I can tell you that if I join the service actions, the fetch data still takes those 3,4,5 seconds, and the service actions takes those tiny milliseconds.


Euhm, oké, that´ s not much output.  

I think local variables in the screen can also influence the size of stuff sent over such a fetch call, but I would imagine that´ s optimized for only what is actually referred inside the fetch. 

And if you have them as server actions instead of service action, just as a test, does that give different results ?

Is it only seen in these few actions or everything on that server ?

Also, no lengthy manipulations of the service action results inside the fetch action? 

Also, as a test, what happens if you call same service actions directly in a client action instead of inside a fetch action ?
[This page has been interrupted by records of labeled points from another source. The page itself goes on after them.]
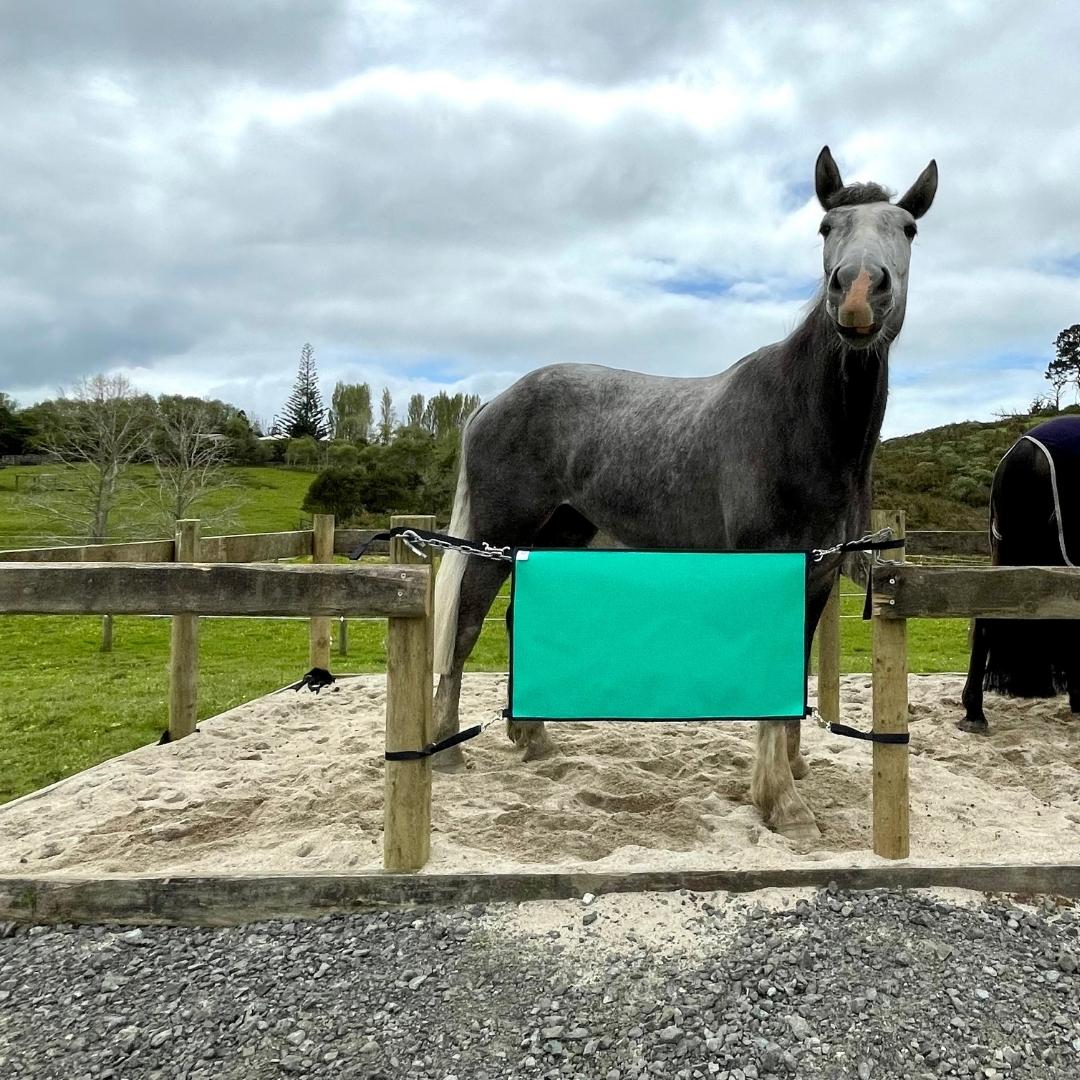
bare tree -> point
(190, 460)
(95, 433)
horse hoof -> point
(537, 750)
(449, 760)
(800, 831)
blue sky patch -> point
(1063, 266)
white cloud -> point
(454, 193)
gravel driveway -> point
(860, 985)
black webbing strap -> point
(895, 739)
(416, 755)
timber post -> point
(322, 551)
(184, 646)
(891, 795)
(406, 837)
(828, 658)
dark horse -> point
(774, 453)
(1035, 496)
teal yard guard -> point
(658, 635)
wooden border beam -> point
(229, 900)
(220, 589)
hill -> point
(942, 476)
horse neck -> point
(842, 389)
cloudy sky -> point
(447, 193)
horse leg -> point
(477, 583)
(772, 787)
(974, 718)
(565, 528)
(815, 605)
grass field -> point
(65, 705)
(261, 500)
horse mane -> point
(856, 194)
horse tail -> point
(453, 567)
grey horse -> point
(772, 454)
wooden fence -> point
(920, 543)
(189, 584)
(403, 592)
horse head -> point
(867, 250)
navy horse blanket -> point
(1060, 442)
(1037, 658)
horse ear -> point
(826, 177)
(921, 193)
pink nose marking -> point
(855, 310)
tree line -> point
(97, 433)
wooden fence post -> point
(891, 797)
(828, 658)
(184, 647)
(406, 836)
(322, 551)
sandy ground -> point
(293, 782)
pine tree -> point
(415, 415)
(387, 417)
(1065, 366)
(304, 414)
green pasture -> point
(260, 500)
(65, 705)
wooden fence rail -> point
(179, 589)
(238, 548)
(403, 594)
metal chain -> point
(820, 553)
(413, 540)
(415, 543)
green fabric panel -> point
(657, 635)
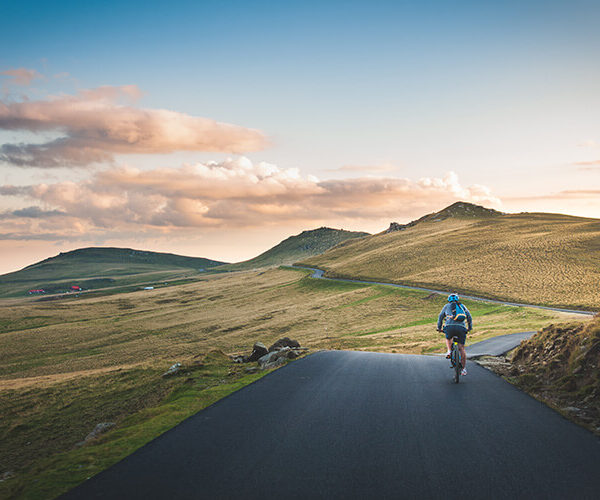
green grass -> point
(40, 427)
(64, 372)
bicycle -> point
(455, 361)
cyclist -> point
(455, 314)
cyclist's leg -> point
(448, 339)
(463, 354)
(449, 343)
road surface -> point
(355, 425)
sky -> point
(219, 128)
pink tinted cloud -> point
(95, 125)
(233, 194)
(21, 76)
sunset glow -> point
(218, 130)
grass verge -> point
(40, 429)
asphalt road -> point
(319, 274)
(346, 425)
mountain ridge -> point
(538, 258)
(305, 244)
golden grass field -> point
(545, 259)
(71, 363)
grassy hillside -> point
(72, 363)
(98, 268)
(538, 258)
(298, 247)
(561, 366)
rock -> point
(284, 342)
(258, 351)
(274, 363)
(277, 358)
(173, 370)
(101, 428)
(6, 475)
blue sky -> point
(504, 94)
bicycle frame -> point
(455, 360)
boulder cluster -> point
(276, 355)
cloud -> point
(588, 165)
(230, 195)
(569, 194)
(365, 169)
(95, 125)
(589, 144)
(21, 76)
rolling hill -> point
(100, 267)
(540, 258)
(297, 247)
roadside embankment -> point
(560, 366)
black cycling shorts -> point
(456, 331)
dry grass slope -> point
(71, 363)
(545, 259)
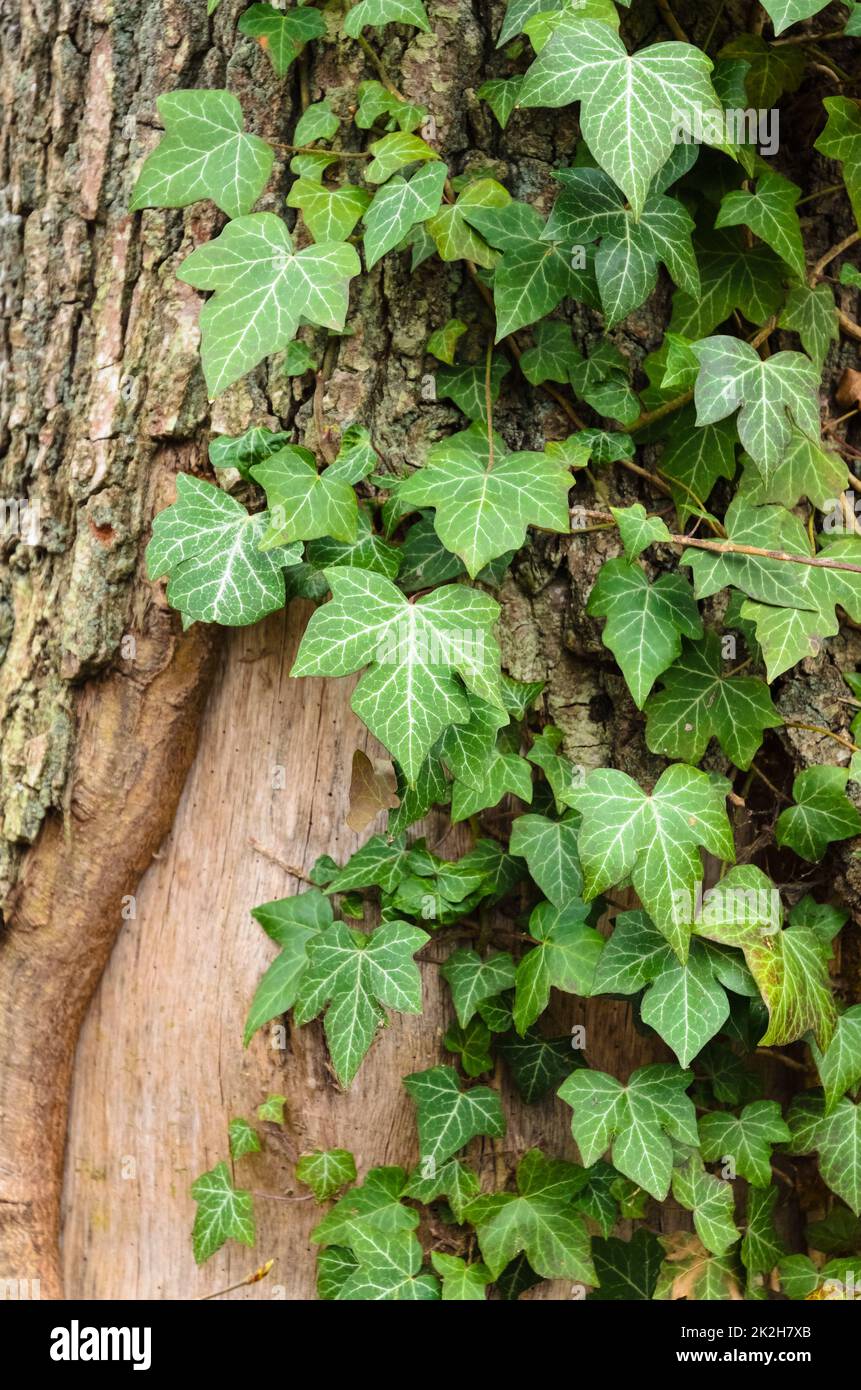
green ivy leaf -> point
(644, 622)
(637, 1119)
(771, 214)
(822, 813)
(326, 1172)
(203, 153)
(632, 107)
(409, 694)
(207, 545)
(262, 289)
(700, 702)
(653, 838)
(281, 32)
(484, 505)
(448, 1116)
(538, 1221)
(352, 976)
(224, 1212)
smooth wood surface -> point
(160, 1066)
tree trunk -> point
(102, 697)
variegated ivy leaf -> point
(209, 548)
(550, 848)
(326, 1172)
(413, 651)
(732, 275)
(632, 109)
(330, 213)
(262, 291)
(701, 701)
(224, 1212)
(203, 153)
(392, 152)
(534, 273)
(376, 13)
(448, 1116)
(771, 214)
(746, 1139)
(472, 980)
(565, 957)
(789, 965)
(644, 622)
(821, 815)
(653, 840)
(305, 503)
(836, 1137)
(590, 206)
(782, 13)
(813, 314)
(685, 1004)
(486, 502)
(839, 1066)
(283, 34)
(398, 206)
(352, 975)
(639, 1121)
(538, 1219)
(842, 141)
(711, 1201)
(768, 395)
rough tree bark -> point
(102, 403)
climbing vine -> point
(742, 559)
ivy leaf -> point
(836, 1137)
(632, 107)
(822, 813)
(330, 213)
(409, 694)
(534, 274)
(203, 153)
(767, 395)
(746, 1139)
(537, 1064)
(730, 277)
(813, 314)
(626, 1269)
(637, 1119)
(565, 957)
(305, 503)
(771, 216)
(351, 976)
(686, 1004)
(398, 206)
(281, 32)
(448, 1116)
(376, 13)
(711, 1201)
(263, 288)
(700, 702)
(538, 1221)
(224, 1212)
(644, 622)
(839, 1066)
(550, 848)
(653, 838)
(461, 1282)
(326, 1172)
(782, 13)
(484, 505)
(207, 545)
(244, 1137)
(472, 980)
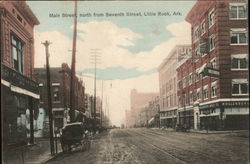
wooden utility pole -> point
(72, 77)
(95, 59)
(52, 151)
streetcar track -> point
(174, 146)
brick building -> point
(214, 82)
(138, 102)
(168, 84)
(19, 93)
(60, 88)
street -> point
(150, 146)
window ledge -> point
(211, 49)
(234, 69)
(237, 18)
(210, 26)
(240, 94)
(240, 44)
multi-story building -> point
(138, 102)
(168, 84)
(215, 80)
(19, 93)
(153, 112)
(60, 94)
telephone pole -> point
(72, 77)
(52, 151)
(95, 58)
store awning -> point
(201, 69)
(19, 83)
(151, 120)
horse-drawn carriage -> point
(74, 135)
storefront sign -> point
(18, 80)
(235, 104)
(225, 104)
(211, 72)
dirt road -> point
(152, 146)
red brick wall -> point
(23, 30)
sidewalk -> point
(37, 153)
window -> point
(203, 27)
(238, 36)
(239, 61)
(196, 75)
(196, 33)
(184, 82)
(56, 93)
(213, 89)
(179, 85)
(179, 101)
(190, 97)
(213, 63)
(197, 52)
(190, 79)
(198, 94)
(211, 18)
(237, 11)
(239, 86)
(205, 92)
(211, 42)
(17, 53)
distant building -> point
(60, 93)
(19, 91)
(168, 84)
(138, 102)
(214, 84)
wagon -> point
(74, 135)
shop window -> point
(238, 36)
(211, 20)
(239, 61)
(237, 11)
(17, 53)
(239, 87)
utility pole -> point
(102, 103)
(94, 59)
(72, 77)
(52, 151)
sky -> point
(130, 44)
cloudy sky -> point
(130, 48)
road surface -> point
(152, 146)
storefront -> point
(19, 107)
(186, 118)
(225, 115)
(168, 118)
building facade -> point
(168, 84)
(19, 91)
(60, 94)
(138, 103)
(214, 81)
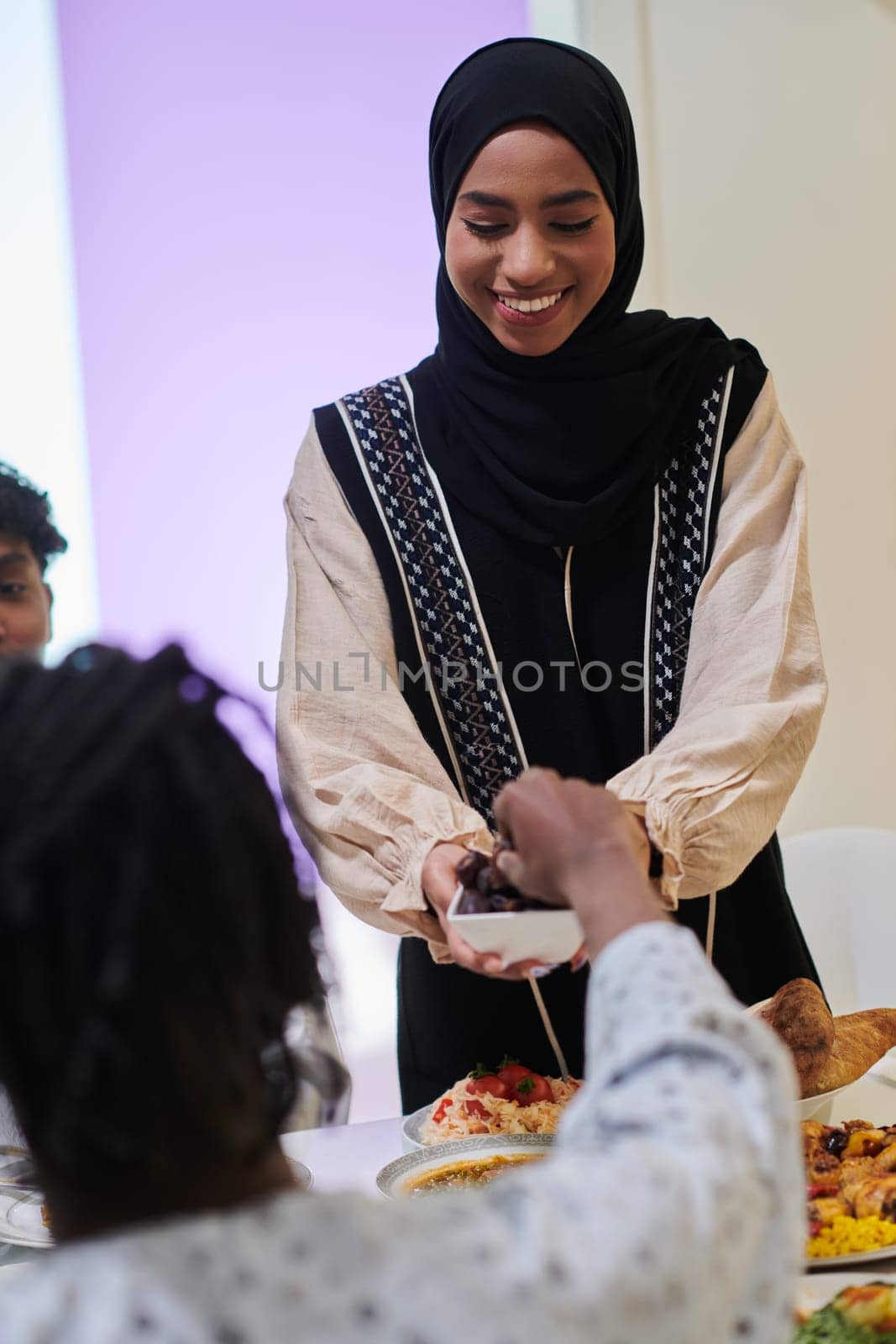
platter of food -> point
(851, 1193)
(508, 1100)
(464, 1164)
(846, 1310)
(23, 1221)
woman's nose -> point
(527, 259)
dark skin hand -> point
(574, 846)
(439, 885)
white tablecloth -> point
(349, 1156)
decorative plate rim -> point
(389, 1176)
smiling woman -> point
(528, 253)
(574, 537)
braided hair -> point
(152, 931)
(24, 514)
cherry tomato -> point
(528, 1095)
(490, 1084)
(511, 1074)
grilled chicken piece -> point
(826, 1209)
(876, 1198)
(864, 1142)
(822, 1168)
Just some things to look at, no answers, I´ m afraid.

Hey Dorine,

thank you for your help.

I did tried server action instead of service, same thing.

It is seen in that page only, since it was the one I've refactored.

Nope, no manipulations at wrap. Just a simple wrap up action.

Didn't try that one yet. But that won't get me the parallel requests as I want to.

Another test that I did was using a desktop connected in a LAN instead of wireless, and the fetch data duration was faster (still slower than service actions), instead of 2 seconds each, it was 300ms each. So, my guess is that on screen requests log, the duration is related with Network.

Well yes,

 all points to network, but in that case all your screens, and even non-OS requests would be slow.  I guess there are benchmarks or something available online to test this kind of stuff ???  That should be checked, because no amount of optimization in your screen and server can help with that.

So does this screen have exceptionally large amounts of local variables, or something like that, which might explain why this screen is slower than others ?  What about doing the same call from a virgin test screen ?


(Almost) All screens are slow, and all have just a couple of fetch actions, we just started by this specific one since its one of the most used. Our approach would be to split the fetch actions. 

I'm still waiting for OS support on this, but now it indicates that it is a matter of network thing between the device and the front-end server.